Scientific classification
- Kingdom: Animalia
- Phylum: Chordata
- Class: Amphibia
- Order: Anura
- Family: Hylidae
- Genus: Osteocephalus
- Species: O. festae
- Binomial name: Osteocephalus festae (Peracca, 1904)
- Synonyms: Hyla festae Peracca, 1904; Osteocephalus festae Jungfer, 2010;

= Osteocephalus festae =

- Authority: (Peracca, 1904)
- Synonyms: Hyla festae Peracca, 1904, Osteocephalus festae Jungfer, 2010

Species of frog

Osteocephalus festae is a frog in the family Hylidae endemic to Ecuador and Peru. Scientists have seen it between 1000 and 2200 meters above sea level.
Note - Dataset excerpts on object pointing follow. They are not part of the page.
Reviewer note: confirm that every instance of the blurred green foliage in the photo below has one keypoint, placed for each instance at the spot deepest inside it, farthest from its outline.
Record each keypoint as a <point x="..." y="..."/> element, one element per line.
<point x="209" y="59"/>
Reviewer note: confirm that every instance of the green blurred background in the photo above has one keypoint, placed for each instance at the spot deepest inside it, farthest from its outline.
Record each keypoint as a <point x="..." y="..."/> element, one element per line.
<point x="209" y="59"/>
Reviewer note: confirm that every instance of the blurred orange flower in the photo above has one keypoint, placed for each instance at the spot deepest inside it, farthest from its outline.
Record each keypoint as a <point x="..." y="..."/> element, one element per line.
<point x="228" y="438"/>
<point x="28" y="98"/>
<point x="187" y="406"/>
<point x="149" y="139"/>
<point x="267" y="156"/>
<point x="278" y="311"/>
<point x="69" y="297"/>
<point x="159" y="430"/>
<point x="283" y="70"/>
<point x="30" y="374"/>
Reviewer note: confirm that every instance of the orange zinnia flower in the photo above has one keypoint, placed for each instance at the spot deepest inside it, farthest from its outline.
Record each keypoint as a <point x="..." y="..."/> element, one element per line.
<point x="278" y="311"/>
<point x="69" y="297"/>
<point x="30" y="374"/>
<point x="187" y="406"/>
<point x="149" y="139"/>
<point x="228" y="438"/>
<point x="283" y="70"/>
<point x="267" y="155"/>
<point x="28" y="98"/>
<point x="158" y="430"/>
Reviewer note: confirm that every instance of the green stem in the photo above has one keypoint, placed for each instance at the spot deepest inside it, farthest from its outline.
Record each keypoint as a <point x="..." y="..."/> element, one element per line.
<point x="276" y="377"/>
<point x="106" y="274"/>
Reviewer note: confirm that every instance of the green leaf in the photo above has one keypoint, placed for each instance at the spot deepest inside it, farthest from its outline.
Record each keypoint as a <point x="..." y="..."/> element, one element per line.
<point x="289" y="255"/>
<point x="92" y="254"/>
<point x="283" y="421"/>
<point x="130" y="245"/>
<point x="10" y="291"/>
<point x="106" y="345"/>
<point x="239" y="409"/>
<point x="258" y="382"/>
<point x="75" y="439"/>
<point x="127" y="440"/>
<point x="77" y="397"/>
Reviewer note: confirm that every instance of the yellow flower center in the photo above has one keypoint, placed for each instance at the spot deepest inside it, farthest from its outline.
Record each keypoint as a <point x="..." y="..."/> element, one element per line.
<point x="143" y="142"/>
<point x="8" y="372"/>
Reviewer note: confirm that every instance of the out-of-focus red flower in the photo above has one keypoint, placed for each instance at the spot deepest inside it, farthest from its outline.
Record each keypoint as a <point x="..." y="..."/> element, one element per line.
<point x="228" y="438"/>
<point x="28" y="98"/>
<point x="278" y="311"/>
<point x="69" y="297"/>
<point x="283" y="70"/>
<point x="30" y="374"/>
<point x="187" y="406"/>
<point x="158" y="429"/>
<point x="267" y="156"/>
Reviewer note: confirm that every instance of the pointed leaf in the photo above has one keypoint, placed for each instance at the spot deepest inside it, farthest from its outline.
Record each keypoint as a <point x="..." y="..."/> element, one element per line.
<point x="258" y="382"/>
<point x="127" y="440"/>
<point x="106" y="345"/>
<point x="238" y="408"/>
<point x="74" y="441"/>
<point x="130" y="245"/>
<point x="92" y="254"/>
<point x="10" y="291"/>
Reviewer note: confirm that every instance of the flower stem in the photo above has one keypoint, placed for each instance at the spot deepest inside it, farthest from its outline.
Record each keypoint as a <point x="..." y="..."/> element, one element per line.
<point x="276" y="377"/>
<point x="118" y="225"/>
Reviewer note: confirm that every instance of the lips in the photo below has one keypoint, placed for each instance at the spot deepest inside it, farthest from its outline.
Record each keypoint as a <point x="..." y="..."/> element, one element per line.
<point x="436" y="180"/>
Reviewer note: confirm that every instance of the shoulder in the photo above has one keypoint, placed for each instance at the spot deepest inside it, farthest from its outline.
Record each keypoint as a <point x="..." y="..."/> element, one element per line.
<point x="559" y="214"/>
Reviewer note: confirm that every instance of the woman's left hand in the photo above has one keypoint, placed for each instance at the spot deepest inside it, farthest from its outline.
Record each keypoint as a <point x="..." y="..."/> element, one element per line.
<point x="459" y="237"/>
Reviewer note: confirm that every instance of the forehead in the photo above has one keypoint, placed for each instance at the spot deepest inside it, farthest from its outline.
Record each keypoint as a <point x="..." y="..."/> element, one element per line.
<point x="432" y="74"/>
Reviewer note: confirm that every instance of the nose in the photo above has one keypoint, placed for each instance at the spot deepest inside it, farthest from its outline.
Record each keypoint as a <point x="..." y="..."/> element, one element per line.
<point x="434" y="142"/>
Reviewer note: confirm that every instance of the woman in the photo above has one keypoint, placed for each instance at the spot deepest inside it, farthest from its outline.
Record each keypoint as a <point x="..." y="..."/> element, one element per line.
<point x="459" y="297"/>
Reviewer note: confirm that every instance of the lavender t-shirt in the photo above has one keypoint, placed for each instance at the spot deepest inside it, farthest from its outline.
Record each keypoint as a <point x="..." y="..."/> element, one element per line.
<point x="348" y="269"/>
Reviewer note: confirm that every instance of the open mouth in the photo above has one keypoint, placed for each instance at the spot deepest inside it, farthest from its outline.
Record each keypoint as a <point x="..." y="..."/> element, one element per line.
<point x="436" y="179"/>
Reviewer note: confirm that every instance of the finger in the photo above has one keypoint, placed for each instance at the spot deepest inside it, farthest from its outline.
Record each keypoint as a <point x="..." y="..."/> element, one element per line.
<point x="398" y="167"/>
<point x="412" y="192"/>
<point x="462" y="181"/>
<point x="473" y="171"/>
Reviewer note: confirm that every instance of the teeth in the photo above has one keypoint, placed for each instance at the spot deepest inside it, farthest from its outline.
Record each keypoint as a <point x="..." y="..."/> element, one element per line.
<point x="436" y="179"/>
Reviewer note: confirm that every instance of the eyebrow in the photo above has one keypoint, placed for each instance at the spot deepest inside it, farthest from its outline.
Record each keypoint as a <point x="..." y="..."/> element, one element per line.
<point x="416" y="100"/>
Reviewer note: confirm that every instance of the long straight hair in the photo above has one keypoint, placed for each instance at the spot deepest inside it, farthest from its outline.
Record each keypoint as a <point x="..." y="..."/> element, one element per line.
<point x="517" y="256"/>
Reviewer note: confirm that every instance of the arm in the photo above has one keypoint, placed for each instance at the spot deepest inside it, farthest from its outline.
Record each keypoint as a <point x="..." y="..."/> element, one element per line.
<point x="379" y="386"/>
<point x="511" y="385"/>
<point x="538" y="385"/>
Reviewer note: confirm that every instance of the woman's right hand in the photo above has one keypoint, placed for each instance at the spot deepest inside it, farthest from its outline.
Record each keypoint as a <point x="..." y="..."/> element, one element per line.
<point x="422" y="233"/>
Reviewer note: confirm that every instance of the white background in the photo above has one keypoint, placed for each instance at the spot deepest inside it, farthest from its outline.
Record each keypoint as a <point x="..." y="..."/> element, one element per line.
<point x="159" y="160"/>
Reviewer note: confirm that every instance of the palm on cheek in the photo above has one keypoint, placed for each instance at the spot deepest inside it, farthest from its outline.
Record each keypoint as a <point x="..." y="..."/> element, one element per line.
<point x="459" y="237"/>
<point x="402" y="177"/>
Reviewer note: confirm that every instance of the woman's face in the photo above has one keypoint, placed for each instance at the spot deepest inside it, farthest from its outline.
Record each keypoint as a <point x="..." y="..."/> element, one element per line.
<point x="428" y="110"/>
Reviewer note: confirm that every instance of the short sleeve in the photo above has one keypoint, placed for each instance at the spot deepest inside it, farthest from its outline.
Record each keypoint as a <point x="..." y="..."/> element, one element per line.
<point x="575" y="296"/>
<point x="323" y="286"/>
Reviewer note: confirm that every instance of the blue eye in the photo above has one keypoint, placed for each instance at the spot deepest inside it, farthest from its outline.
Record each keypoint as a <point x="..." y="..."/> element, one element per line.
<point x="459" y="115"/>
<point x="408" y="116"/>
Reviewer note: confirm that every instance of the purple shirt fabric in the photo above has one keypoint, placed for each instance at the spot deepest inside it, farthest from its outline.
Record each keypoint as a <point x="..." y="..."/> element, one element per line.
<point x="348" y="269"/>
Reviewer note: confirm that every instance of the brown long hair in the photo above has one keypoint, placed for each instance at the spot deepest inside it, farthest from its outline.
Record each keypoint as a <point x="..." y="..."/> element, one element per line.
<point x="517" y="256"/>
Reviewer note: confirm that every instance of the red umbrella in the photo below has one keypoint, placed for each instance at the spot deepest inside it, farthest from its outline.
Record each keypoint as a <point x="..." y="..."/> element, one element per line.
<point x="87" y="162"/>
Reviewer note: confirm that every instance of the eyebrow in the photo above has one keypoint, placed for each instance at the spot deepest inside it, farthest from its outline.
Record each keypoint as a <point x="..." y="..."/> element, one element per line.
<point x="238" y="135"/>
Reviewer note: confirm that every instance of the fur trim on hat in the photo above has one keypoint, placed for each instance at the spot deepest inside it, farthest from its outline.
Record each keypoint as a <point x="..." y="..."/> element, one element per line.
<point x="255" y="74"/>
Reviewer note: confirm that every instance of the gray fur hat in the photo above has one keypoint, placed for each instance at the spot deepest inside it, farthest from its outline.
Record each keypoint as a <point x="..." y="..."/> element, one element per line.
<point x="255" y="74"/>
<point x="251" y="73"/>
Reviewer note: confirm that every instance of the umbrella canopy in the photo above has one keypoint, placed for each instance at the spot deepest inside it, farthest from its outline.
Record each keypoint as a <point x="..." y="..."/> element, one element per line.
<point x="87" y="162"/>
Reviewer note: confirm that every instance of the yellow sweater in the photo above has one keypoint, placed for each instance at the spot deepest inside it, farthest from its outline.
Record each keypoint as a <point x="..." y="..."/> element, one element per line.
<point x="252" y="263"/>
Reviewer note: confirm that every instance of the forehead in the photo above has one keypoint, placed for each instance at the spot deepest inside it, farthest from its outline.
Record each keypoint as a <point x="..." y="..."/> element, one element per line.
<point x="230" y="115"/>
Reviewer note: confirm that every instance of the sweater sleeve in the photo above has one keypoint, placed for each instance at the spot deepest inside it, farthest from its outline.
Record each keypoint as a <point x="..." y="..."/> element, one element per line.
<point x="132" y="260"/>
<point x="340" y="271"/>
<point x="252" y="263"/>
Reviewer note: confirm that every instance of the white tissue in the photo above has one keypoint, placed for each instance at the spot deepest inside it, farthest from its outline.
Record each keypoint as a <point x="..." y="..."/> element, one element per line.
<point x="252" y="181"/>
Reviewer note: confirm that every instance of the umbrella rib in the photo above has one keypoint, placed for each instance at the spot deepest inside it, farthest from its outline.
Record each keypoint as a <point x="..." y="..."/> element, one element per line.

The adult male frog measures 38.3 to 56.1 mm in snout-vent length and the adult female frog 49.5–84.9 mm. The adult frog is brown in color, and some individuals have black marks. It has cream-colored lines on its lips and a light mark under each eye.

This frog lives near rivers and streams with fast-flowing water and waterfalls. Its habitats include forests, farms, and other areas. The tadpoles are found in pools on the sides of these rivers. The adult frogs sit on plants 40–250 cm above the ground.

This frog's scientific name festae is for Italian naturalist Enrico Festa, who collected the holotype for this species.